Snakes are found all over India, including metropolitan cities. Although difficult to spot, they exist. Here’s my take on snakes and the importance of coexistence.
Living in a natural environment surrounded by all kinds of creepy crawlies in my vicinity, the first thing I do before heading out for a walk is checking the insides of my shoes. With the temperatures ranging from cool to cold at night, shoes are one of the cosiest and comfortable corners for reptiles, and it is best to rule out the possibility of a scorpion or snake curled up inside.
Snakes are found in all of India, including metropolitan cities. Although it isn’t easy to spot a snake in the city, they do exist and will be seen in the grass in the park, in the drain along the road or below some rocks at a construction site. They play an important role in balancing the ecosystem, and while it may be natural to be afraid at the sight of one, it is critical to understand their contribution to the environment. Killing a snake is potentially one of the most detrimental things one could do, resulting in an explosive population of rodents, the spread of diseases, and unavailability of prey for larger animals. Ironically, a necessary ingredient in the production of anti-venom is venom collected from snakes themselves (without killing them), so they are also the only source of the antidote that is necessary to protect us from snake bites!
The species count for snakes in India crosses 200, and at least 50 of these are mildly dangerous. However, once you rule out sea snakes, snakes that are in inaccessible habitats and snakes that are not lethal, it comes down to very few snakes that one must be careful about (literally 4 snakes easily identifiable for most parts of India). It only takes a few minutes to learn about the types of dangerous snakes in one’s environment and what one must do to stay out of harm's way.
Did you know that our planet is home to over 3,000 species of snakes? (Image Courtesy- NileshShah-Shutterstock)

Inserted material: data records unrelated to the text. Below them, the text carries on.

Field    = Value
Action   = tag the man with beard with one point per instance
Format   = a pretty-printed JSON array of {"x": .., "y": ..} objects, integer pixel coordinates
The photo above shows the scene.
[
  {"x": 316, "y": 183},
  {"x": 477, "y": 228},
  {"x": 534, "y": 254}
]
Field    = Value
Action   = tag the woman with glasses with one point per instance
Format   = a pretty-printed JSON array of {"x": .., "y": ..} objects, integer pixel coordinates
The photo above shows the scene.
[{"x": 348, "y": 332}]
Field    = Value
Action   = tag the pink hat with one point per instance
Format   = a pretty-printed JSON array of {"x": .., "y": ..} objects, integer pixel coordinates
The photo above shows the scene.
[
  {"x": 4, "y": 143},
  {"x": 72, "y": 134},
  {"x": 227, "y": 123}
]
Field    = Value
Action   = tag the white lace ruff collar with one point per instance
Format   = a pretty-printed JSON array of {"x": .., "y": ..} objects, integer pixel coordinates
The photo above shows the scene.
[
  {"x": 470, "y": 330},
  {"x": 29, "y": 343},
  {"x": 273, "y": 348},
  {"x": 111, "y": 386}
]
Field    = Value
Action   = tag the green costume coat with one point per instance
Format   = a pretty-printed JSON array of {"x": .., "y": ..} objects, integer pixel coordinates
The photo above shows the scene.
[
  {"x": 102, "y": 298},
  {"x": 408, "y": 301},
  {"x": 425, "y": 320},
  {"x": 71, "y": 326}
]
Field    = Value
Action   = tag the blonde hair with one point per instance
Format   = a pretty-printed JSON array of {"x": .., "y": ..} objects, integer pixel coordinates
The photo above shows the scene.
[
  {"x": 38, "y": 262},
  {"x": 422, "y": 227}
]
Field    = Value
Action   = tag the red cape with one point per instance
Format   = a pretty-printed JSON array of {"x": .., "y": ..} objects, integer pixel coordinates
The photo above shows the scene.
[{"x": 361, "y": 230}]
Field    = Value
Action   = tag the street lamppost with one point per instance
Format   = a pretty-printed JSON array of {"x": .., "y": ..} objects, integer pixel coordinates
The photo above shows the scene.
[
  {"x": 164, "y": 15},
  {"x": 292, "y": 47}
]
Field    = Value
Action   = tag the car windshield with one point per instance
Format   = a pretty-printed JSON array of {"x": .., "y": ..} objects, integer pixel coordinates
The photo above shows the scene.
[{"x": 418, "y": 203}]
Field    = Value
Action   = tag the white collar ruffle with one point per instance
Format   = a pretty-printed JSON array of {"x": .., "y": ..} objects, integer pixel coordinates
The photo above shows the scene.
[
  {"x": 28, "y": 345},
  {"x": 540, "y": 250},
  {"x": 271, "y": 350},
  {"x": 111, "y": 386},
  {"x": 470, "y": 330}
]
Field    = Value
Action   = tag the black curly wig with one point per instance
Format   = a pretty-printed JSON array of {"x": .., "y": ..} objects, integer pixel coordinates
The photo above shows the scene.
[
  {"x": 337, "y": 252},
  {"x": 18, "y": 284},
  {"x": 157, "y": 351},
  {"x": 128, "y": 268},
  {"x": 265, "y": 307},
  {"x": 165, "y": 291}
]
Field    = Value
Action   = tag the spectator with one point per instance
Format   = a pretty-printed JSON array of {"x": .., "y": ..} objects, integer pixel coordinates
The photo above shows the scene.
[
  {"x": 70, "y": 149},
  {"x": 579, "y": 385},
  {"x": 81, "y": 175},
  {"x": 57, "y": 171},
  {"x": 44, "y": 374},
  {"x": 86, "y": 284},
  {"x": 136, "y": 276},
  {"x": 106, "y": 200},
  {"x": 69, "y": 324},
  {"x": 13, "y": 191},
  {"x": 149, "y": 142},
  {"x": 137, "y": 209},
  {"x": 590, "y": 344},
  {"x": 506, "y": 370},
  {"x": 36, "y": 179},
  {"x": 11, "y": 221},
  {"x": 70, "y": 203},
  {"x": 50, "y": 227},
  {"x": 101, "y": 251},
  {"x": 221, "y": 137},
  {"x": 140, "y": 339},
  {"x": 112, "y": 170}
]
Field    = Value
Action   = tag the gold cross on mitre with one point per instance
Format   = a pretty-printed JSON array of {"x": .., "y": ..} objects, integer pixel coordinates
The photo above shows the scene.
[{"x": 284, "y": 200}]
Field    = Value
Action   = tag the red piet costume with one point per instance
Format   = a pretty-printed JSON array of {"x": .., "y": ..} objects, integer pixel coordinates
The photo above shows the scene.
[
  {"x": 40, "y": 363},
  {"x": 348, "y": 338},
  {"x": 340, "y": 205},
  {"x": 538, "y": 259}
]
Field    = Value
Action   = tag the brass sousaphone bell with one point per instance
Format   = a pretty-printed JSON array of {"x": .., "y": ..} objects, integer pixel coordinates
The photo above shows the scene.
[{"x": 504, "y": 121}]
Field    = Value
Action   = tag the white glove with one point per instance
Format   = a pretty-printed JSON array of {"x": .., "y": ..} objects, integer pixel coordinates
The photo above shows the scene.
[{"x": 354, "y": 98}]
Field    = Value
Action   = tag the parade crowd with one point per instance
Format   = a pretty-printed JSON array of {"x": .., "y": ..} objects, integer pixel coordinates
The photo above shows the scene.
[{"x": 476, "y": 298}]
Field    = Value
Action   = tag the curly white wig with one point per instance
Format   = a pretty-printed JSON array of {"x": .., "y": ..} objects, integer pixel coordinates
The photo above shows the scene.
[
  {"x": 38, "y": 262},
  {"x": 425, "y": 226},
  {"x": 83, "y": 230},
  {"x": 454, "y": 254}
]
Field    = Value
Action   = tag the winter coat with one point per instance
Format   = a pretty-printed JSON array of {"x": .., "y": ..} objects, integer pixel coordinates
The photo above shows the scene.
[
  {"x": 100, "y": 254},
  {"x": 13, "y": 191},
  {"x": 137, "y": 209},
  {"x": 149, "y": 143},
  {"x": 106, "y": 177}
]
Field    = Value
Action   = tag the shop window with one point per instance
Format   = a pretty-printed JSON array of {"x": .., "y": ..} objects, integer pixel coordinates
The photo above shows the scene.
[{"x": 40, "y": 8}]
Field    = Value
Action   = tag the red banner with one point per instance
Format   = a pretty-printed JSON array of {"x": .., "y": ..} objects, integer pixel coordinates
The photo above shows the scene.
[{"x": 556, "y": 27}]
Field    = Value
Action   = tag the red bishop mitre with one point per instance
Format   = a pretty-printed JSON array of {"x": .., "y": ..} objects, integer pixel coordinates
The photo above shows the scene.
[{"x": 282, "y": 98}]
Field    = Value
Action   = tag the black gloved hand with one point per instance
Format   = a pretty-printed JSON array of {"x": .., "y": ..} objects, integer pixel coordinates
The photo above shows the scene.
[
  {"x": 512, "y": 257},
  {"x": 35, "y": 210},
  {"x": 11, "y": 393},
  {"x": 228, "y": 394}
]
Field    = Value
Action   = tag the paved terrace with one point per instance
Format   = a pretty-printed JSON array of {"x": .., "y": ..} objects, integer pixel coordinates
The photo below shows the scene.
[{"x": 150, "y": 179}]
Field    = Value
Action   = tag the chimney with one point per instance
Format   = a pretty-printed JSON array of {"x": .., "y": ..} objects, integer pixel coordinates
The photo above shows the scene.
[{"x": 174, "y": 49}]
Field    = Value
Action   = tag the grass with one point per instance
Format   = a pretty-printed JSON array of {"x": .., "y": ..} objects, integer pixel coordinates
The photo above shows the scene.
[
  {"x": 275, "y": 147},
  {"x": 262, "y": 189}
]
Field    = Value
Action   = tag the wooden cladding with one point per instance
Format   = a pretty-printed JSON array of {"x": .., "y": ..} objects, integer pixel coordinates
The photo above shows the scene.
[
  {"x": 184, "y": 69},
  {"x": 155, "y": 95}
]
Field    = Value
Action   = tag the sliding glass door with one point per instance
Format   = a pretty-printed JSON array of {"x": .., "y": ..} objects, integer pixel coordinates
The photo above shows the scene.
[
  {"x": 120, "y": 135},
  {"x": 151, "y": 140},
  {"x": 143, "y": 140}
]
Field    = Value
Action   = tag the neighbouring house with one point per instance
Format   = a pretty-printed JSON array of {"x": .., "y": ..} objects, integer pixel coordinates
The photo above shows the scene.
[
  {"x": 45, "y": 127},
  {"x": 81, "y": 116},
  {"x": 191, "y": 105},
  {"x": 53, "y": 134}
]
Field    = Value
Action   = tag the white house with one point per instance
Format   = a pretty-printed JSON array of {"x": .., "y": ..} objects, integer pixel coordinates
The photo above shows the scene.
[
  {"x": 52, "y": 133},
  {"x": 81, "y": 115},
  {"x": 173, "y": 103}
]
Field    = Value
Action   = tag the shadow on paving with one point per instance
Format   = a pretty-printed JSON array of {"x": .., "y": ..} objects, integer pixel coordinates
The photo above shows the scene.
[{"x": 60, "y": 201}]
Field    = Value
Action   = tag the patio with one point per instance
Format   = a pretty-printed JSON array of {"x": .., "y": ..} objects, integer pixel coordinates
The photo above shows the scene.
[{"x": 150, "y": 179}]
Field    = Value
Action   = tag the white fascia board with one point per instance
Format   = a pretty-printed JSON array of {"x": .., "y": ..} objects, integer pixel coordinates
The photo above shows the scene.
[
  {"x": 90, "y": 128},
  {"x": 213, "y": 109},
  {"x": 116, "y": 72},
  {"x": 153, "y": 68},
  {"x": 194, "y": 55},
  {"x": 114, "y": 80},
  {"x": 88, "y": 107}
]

Sadly, as is the case with most wildlife humans are afraid of, snakes are also victims of unpleasant customs and beliefs. Festivals that believe in the worship of snakes may sound like a caring occasion, but they cause far more harm than good. Snakes are displaced from their natural habitat, fed milk and sugar which isn’t part of their diet, mouths are sewn up so that they can be handled for worship and then killed or left to starve without the ability to hunt any more.
An important part of protecting snakes is to spread awareness about snakes, their importance in the ecosystem, the potential dangers when interacting with a snake and what must be done in case of snake bites.
In the wild, interaction with snakes can be a more pleasant experience. One of the nicest sightings one may have of a snake in the wild is when you spot one sitting perfectly still, soaking in the surroundings. On a cold winter morning, the snake is quick to occupy the only sunny spot on the rock, while on a hot day it cools down in shallow water. One can easily identify with patterns of reptiles when we match our own habits with theirs, and suddenly it is far easier to connect and understand them.